If you think “the dog ate my homework” is a lame excuse, you should check out a recent Ontario case where the judge had to decide a not-uncommon divorce question: was the money that the parents put toward’s their son’s matrimonial home a “loan” or a “gift”? The son maintained that it was a loan, because that way he wouldn’t have to share it with his soon-to-be ex-wife. Sure, it might have seemed like a gift at the time, but once the divorce proceedings started — well, by golly it was a loan.
The law applies a common-sense test to the “gift-or-loan” issue, and the first question is whether there is contemporaneous documentation — not back-dated, but created at the time — showing the money was a loan. Normally when you lend someone money, you put something on paper: a promissory note, a repayment schedule, etc. If you don’t have any of that stuff — and again, it has to be contemporaneous — then the court will get awfully suspicious.
In this case, the parents claimed there was contemporaneous documentation in the form of promissory notes, but — tragically — they had been thrown away by mom in a “document purge.” This raises a key question: if you’re doing a document purge, presumably you’re throwing away useless old papers you don’t need. Wouldn’t promissory notes for $90,000.00 be something you might want to save?

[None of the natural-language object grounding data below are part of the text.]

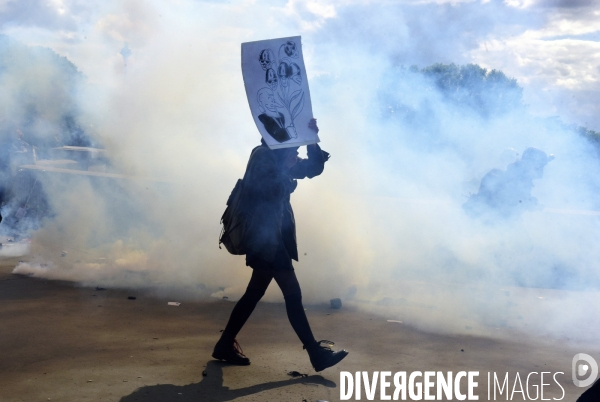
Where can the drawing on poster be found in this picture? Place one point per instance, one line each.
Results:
(283, 79)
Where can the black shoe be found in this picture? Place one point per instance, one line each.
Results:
(322, 357)
(231, 353)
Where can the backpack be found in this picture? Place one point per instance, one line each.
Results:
(234, 222)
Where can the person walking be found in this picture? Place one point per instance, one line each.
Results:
(269, 180)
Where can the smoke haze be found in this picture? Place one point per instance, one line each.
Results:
(383, 226)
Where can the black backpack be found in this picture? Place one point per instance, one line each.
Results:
(234, 221)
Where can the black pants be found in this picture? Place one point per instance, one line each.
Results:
(288, 283)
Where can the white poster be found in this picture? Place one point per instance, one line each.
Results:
(277, 90)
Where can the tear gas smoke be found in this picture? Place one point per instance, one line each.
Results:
(383, 225)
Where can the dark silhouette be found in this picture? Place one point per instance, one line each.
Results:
(211, 389)
(270, 244)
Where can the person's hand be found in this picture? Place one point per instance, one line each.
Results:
(292, 132)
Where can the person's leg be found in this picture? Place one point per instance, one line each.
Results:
(259, 282)
(321, 356)
(288, 283)
(227, 348)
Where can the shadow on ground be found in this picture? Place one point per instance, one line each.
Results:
(211, 388)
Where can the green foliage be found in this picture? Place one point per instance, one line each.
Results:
(39, 96)
(489, 93)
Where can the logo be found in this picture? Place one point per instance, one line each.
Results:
(584, 365)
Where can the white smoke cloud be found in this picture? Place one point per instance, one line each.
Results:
(386, 214)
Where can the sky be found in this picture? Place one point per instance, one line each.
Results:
(383, 225)
(551, 47)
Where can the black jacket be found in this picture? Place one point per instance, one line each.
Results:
(268, 186)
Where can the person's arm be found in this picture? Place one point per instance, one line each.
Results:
(280, 134)
(263, 181)
(315, 163)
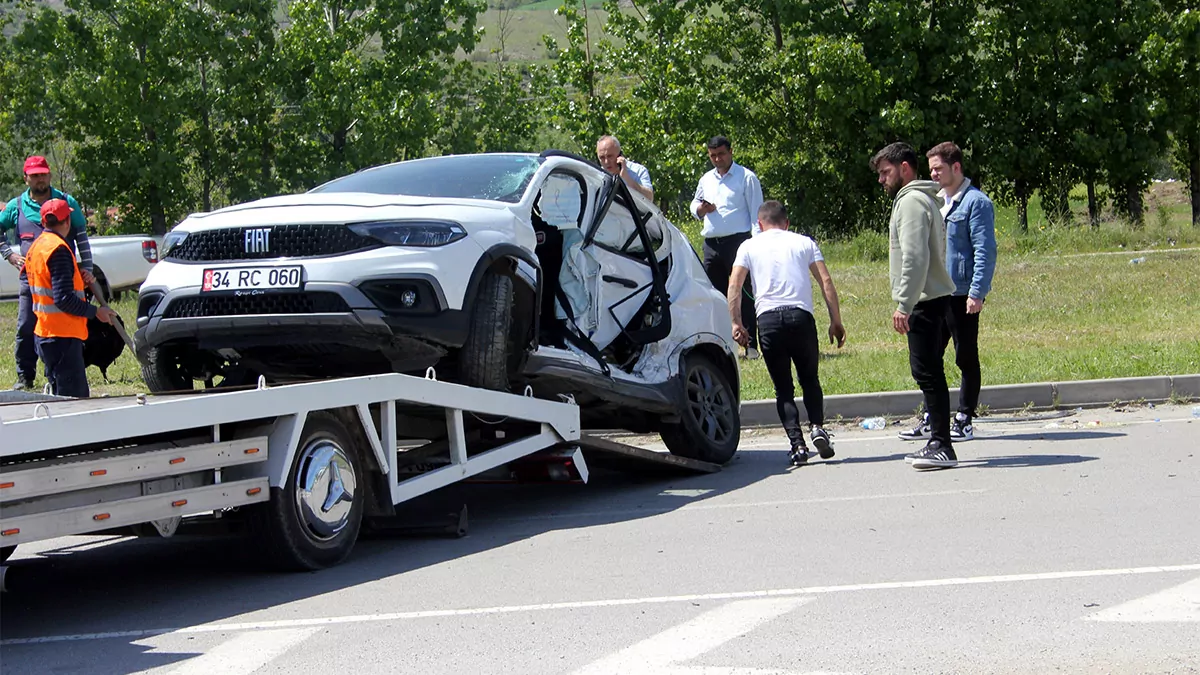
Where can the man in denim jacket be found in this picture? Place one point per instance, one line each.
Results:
(971, 261)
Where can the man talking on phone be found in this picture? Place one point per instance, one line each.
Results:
(727, 201)
(613, 161)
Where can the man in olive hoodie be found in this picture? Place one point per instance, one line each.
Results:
(921, 288)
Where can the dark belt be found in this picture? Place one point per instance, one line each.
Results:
(724, 237)
(790, 308)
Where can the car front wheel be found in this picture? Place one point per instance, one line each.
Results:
(709, 424)
(484, 359)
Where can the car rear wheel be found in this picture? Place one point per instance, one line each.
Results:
(484, 359)
(709, 424)
(162, 372)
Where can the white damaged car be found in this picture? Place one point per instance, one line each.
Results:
(502, 270)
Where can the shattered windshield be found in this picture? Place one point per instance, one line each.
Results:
(501, 178)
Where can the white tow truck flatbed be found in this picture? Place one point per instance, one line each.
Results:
(304, 465)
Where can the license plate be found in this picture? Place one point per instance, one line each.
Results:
(252, 279)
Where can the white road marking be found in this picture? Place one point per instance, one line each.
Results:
(711, 506)
(691, 639)
(723, 670)
(1176, 604)
(244, 653)
(606, 603)
(780, 442)
(696, 493)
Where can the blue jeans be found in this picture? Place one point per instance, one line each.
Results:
(64, 365)
(25, 351)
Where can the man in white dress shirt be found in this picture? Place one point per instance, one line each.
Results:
(613, 161)
(727, 201)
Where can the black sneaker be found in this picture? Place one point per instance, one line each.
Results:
(821, 442)
(961, 428)
(935, 455)
(918, 432)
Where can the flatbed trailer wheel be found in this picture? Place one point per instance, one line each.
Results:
(709, 424)
(313, 520)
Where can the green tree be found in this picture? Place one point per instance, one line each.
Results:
(117, 76)
(1173, 52)
(360, 82)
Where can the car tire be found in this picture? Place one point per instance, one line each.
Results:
(162, 374)
(298, 526)
(484, 358)
(709, 424)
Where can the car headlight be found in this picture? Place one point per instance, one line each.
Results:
(411, 233)
(169, 242)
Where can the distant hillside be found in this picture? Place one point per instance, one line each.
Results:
(526, 24)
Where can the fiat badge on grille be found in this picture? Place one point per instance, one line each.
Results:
(258, 240)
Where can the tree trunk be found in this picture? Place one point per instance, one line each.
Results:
(1056, 204)
(1134, 204)
(157, 215)
(207, 149)
(1194, 181)
(1023, 205)
(1093, 208)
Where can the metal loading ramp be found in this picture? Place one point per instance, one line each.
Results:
(605, 453)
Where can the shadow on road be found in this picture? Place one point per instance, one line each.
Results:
(1015, 461)
(868, 459)
(1055, 435)
(151, 584)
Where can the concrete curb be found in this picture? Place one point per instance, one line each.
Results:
(1087, 393)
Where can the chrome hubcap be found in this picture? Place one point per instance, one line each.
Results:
(325, 485)
(711, 405)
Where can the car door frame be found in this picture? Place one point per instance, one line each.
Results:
(609, 193)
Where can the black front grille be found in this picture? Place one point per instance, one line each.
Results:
(267, 303)
(280, 242)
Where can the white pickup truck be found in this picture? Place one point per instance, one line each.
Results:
(120, 263)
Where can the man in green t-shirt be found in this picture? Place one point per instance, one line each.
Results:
(23, 215)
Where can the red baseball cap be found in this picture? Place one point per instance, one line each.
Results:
(36, 163)
(57, 208)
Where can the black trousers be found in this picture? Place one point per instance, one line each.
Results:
(789, 338)
(64, 365)
(964, 328)
(719, 255)
(25, 348)
(927, 347)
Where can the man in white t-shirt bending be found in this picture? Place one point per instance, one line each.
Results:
(779, 263)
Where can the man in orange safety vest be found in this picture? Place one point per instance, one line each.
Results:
(60, 304)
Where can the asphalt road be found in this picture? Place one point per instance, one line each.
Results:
(1068, 549)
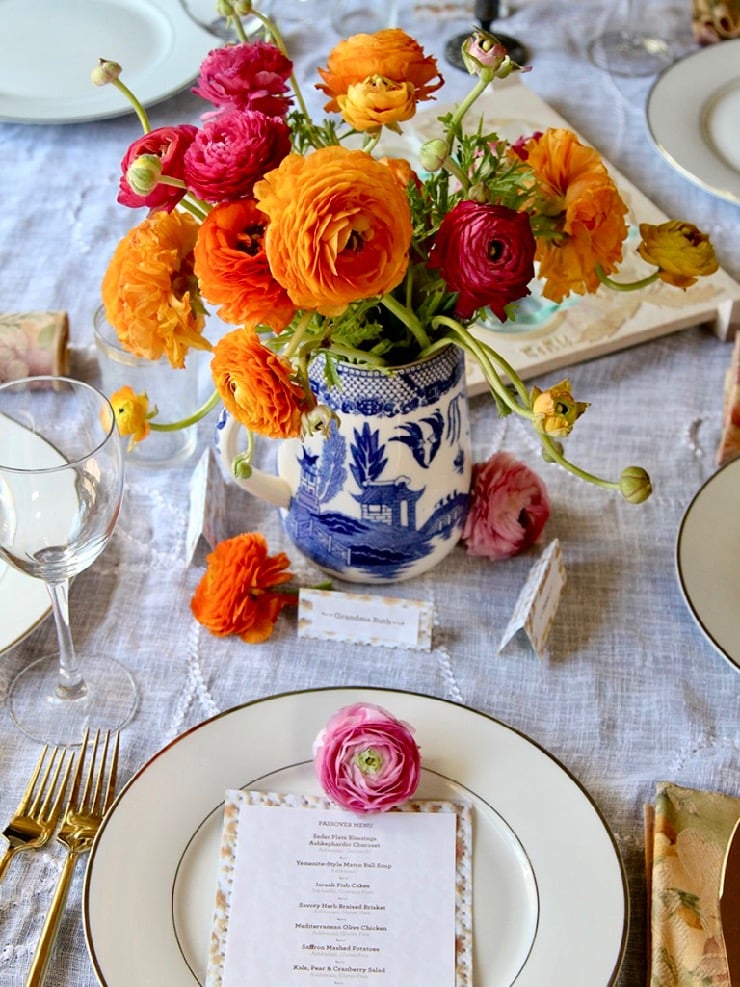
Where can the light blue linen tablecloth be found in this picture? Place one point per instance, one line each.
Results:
(631, 693)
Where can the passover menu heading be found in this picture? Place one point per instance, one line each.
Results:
(324, 896)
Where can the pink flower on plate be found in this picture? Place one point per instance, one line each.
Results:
(509, 508)
(232, 151)
(169, 144)
(366, 759)
(250, 76)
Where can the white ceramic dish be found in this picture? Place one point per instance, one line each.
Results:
(24, 601)
(50, 47)
(693, 114)
(549, 892)
(706, 560)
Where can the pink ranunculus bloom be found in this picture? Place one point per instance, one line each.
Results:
(486, 254)
(508, 510)
(233, 151)
(247, 76)
(366, 759)
(169, 144)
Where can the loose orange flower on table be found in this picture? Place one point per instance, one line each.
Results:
(238, 594)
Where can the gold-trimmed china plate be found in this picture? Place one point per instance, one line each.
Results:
(549, 891)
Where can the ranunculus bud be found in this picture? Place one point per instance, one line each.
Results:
(479, 193)
(433, 154)
(143, 173)
(635, 485)
(105, 71)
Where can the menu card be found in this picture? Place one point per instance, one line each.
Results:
(310, 894)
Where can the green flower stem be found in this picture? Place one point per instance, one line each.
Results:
(628, 285)
(478, 89)
(482, 355)
(408, 319)
(140, 111)
(297, 337)
(196, 416)
(555, 455)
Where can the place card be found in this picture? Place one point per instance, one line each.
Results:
(207, 518)
(311, 894)
(360, 618)
(538, 601)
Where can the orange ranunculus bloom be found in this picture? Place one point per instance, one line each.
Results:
(256, 386)
(132, 414)
(377, 102)
(232, 268)
(585, 209)
(681, 251)
(339, 230)
(390, 54)
(150, 292)
(236, 594)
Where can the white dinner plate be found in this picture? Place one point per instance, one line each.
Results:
(24, 601)
(693, 114)
(706, 559)
(549, 891)
(50, 47)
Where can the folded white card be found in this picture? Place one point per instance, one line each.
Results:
(326, 896)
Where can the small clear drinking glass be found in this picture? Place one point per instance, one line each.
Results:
(61, 481)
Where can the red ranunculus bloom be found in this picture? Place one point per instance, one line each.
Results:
(250, 76)
(232, 152)
(486, 254)
(169, 144)
(508, 510)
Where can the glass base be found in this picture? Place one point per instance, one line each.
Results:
(109, 702)
(625, 53)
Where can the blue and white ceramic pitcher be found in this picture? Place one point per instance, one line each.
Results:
(384, 496)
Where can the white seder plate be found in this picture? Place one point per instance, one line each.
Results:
(549, 892)
(24, 601)
(159, 47)
(706, 560)
(693, 114)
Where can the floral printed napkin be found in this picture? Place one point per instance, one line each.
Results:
(687, 837)
(33, 343)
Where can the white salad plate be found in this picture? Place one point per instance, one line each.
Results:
(24, 601)
(706, 560)
(693, 113)
(50, 47)
(550, 899)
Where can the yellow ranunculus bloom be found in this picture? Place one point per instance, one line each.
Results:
(555, 411)
(132, 414)
(681, 251)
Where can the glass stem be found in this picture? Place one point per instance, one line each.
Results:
(71, 685)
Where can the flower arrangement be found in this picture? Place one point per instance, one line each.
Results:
(309, 246)
(367, 760)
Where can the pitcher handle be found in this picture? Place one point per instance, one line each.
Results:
(268, 487)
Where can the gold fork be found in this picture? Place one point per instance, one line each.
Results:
(38, 811)
(85, 809)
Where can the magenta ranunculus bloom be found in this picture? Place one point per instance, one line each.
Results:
(508, 509)
(486, 254)
(366, 759)
(247, 76)
(233, 151)
(169, 144)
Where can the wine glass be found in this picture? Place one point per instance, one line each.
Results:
(628, 51)
(61, 481)
(486, 11)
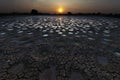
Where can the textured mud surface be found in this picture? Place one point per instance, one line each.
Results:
(59, 48)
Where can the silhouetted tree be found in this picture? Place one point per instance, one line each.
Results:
(34, 11)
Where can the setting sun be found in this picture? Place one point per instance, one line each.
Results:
(60, 10)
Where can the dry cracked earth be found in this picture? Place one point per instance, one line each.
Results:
(59, 48)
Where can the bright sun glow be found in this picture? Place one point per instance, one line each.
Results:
(60, 10)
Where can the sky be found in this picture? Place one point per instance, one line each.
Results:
(74, 6)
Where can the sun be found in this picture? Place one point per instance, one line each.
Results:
(60, 10)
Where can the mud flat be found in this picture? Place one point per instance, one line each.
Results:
(59, 48)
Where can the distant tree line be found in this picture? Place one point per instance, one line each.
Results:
(36, 12)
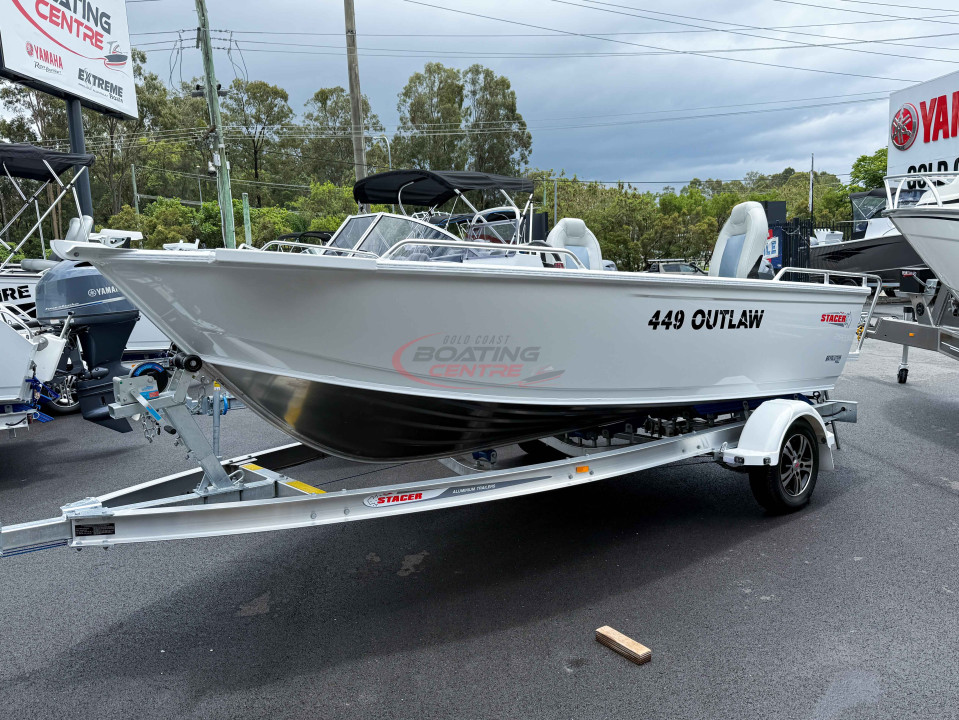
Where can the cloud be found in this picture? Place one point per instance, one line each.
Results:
(578, 92)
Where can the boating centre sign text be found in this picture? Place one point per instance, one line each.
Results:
(78, 48)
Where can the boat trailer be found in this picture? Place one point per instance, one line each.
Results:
(249, 493)
(929, 322)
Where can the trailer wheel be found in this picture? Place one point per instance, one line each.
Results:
(65, 386)
(789, 485)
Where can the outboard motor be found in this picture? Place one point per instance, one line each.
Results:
(102, 319)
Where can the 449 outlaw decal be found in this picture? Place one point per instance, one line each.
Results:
(707, 319)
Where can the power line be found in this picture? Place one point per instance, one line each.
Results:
(293, 131)
(737, 30)
(429, 53)
(864, 12)
(554, 34)
(654, 47)
(895, 5)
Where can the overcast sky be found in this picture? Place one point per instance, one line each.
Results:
(612, 117)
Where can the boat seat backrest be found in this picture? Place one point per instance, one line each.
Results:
(741, 242)
(80, 229)
(572, 234)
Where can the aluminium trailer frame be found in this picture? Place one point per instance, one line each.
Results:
(248, 494)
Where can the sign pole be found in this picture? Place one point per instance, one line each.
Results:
(224, 193)
(356, 97)
(78, 145)
(247, 230)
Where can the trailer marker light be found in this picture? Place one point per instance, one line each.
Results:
(303, 487)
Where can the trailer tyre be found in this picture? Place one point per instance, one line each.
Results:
(788, 486)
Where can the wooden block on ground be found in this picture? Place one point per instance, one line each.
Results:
(627, 647)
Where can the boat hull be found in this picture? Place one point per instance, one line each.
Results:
(379, 360)
(884, 256)
(934, 233)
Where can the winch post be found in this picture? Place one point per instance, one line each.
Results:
(135, 394)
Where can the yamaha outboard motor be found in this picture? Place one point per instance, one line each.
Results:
(102, 319)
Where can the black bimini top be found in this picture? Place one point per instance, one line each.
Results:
(427, 188)
(26, 161)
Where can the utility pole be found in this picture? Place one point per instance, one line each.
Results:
(812, 170)
(136, 195)
(78, 145)
(224, 193)
(356, 97)
(247, 230)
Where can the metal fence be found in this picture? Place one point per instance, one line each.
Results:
(795, 236)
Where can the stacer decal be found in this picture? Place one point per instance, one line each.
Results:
(393, 497)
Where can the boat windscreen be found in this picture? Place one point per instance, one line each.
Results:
(351, 231)
(867, 206)
(390, 230)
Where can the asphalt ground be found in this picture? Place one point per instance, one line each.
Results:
(847, 609)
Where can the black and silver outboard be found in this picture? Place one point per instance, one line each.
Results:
(102, 320)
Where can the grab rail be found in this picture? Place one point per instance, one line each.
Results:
(508, 247)
(866, 277)
(12, 314)
(892, 203)
(311, 246)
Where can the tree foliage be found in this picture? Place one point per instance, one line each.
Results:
(299, 169)
(868, 171)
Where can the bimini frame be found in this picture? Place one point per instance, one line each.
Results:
(41, 158)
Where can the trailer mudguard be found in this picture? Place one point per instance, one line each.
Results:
(765, 430)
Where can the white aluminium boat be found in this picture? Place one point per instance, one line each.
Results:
(932, 225)
(399, 340)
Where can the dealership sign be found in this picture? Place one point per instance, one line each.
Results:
(77, 48)
(924, 127)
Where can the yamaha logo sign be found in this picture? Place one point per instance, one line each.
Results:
(905, 127)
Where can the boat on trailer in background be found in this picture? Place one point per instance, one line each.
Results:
(931, 225)
(876, 245)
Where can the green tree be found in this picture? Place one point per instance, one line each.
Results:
(431, 120)
(327, 159)
(496, 140)
(868, 171)
(257, 111)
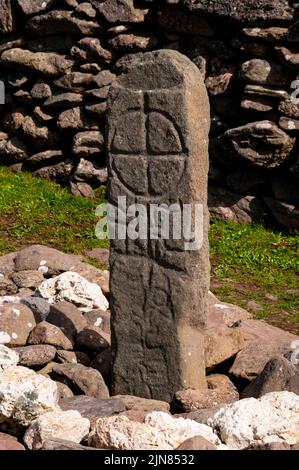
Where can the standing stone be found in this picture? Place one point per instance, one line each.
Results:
(158, 123)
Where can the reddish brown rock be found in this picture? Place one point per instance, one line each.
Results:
(81, 379)
(16, 323)
(46, 333)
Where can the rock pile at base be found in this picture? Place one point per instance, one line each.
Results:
(55, 371)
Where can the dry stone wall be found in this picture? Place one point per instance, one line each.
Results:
(59, 57)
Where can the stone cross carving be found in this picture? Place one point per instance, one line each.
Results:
(158, 123)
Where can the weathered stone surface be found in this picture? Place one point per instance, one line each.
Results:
(94, 338)
(160, 431)
(59, 172)
(286, 214)
(272, 418)
(120, 11)
(62, 444)
(63, 391)
(91, 50)
(41, 90)
(272, 34)
(289, 108)
(24, 395)
(61, 21)
(37, 355)
(134, 42)
(251, 11)
(7, 20)
(30, 8)
(75, 119)
(226, 205)
(56, 424)
(143, 404)
(263, 72)
(261, 143)
(28, 279)
(221, 343)
(7, 287)
(45, 259)
(165, 342)
(222, 312)
(278, 375)
(89, 171)
(16, 323)
(93, 408)
(197, 443)
(7, 264)
(14, 149)
(192, 400)
(39, 307)
(81, 379)
(46, 333)
(67, 317)
(45, 63)
(8, 358)
(10, 444)
(288, 56)
(74, 81)
(63, 100)
(73, 288)
(183, 22)
(289, 125)
(103, 363)
(88, 144)
(72, 357)
(262, 342)
(44, 158)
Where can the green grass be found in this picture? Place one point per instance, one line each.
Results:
(249, 262)
(34, 210)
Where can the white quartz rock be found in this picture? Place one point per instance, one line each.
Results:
(73, 288)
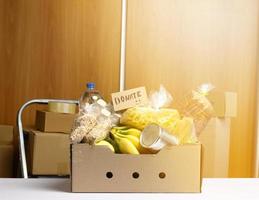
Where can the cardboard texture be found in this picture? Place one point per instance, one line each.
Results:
(48, 153)
(129, 98)
(6, 134)
(215, 140)
(54, 122)
(6, 161)
(180, 166)
(224, 103)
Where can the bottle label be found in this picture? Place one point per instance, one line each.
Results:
(129, 98)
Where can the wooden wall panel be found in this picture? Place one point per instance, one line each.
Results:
(54, 48)
(181, 44)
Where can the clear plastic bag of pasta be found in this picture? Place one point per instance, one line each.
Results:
(192, 117)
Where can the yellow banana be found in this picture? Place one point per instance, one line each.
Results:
(125, 145)
(126, 131)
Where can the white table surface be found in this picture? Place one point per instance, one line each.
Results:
(53, 188)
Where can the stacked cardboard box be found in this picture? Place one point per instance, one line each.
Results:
(6, 151)
(48, 146)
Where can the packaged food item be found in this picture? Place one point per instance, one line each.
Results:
(196, 106)
(140, 117)
(194, 114)
(94, 123)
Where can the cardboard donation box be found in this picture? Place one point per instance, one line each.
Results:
(98, 169)
(54, 122)
(6, 151)
(48, 153)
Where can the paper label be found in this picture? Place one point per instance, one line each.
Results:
(129, 98)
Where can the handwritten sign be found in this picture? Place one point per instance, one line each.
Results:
(129, 98)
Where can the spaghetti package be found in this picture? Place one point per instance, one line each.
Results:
(194, 114)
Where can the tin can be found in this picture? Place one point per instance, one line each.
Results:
(155, 138)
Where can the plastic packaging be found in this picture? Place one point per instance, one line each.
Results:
(170, 120)
(94, 123)
(196, 106)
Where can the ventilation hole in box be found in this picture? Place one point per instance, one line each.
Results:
(162, 175)
(135, 175)
(109, 175)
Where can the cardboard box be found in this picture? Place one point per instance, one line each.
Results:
(54, 122)
(6, 134)
(224, 103)
(215, 140)
(6, 161)
(98, 169)
(48, 153)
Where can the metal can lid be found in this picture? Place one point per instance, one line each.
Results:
(150, 135)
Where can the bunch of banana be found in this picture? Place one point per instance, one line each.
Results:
(127, 140)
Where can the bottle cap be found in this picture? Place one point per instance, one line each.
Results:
(90, 85)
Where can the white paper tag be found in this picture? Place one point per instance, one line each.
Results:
(129, 98)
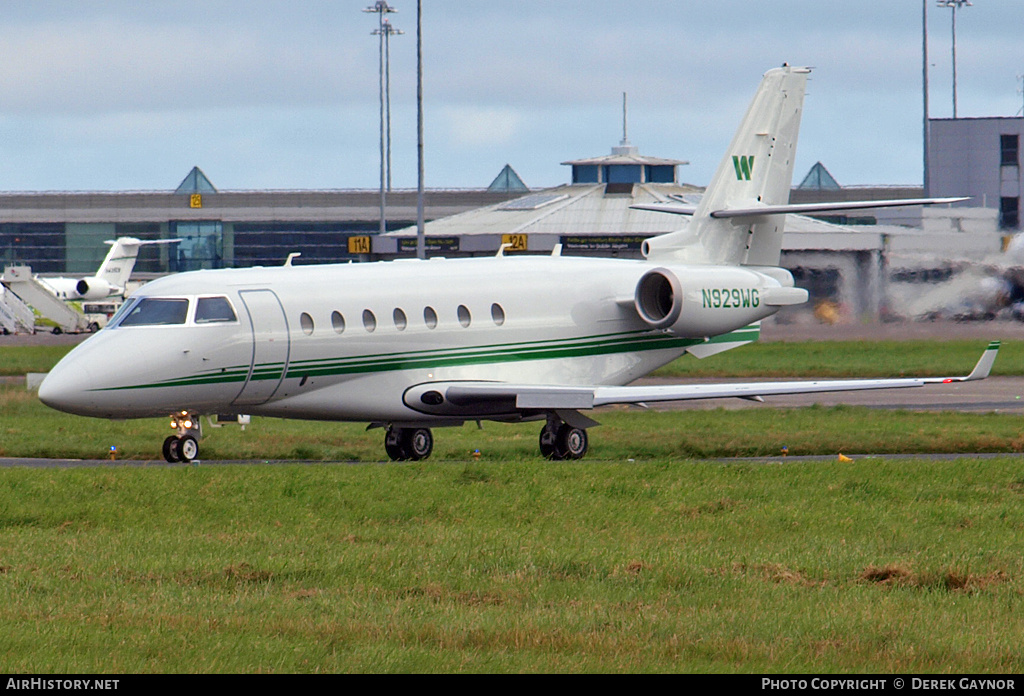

The judge didn’t buy it. Mom was not called as a witness at the trial — big surprise — and the judge ruled, politely, that “it remains a mystery to me why parties would fail to undertake the modest efforts required to document and thereby secure monies advanced if they are truly meant to be in the form of a loan, especially where the amounts advanced are significant.”
Apart from the question of whether there are contemporaneous documents evidencing a loan, courts also ask whether the manner for repayment is specified; whether there is security held for the loan; whether there are advances to one child and not others, or advances of equal amounts to various children; whether there has been any demand for payment before the separation of the parties; whether there has been any partial repayment; and, whether there was an expectation or likelihood of repayment.
“This is a cautionary tale for inter-family advances,” concluded the judge. “Spouses and their families can easily avoid disputes by exercising common sense. The simple solution is to document any advances as loans in a manner similar to what any lender would do, especially where, as here, the advances are significant.”
Otherwise, you’re left with “the dog ate my promissory note,” and you can bet that the teacher (aka the judge) won’t believe you.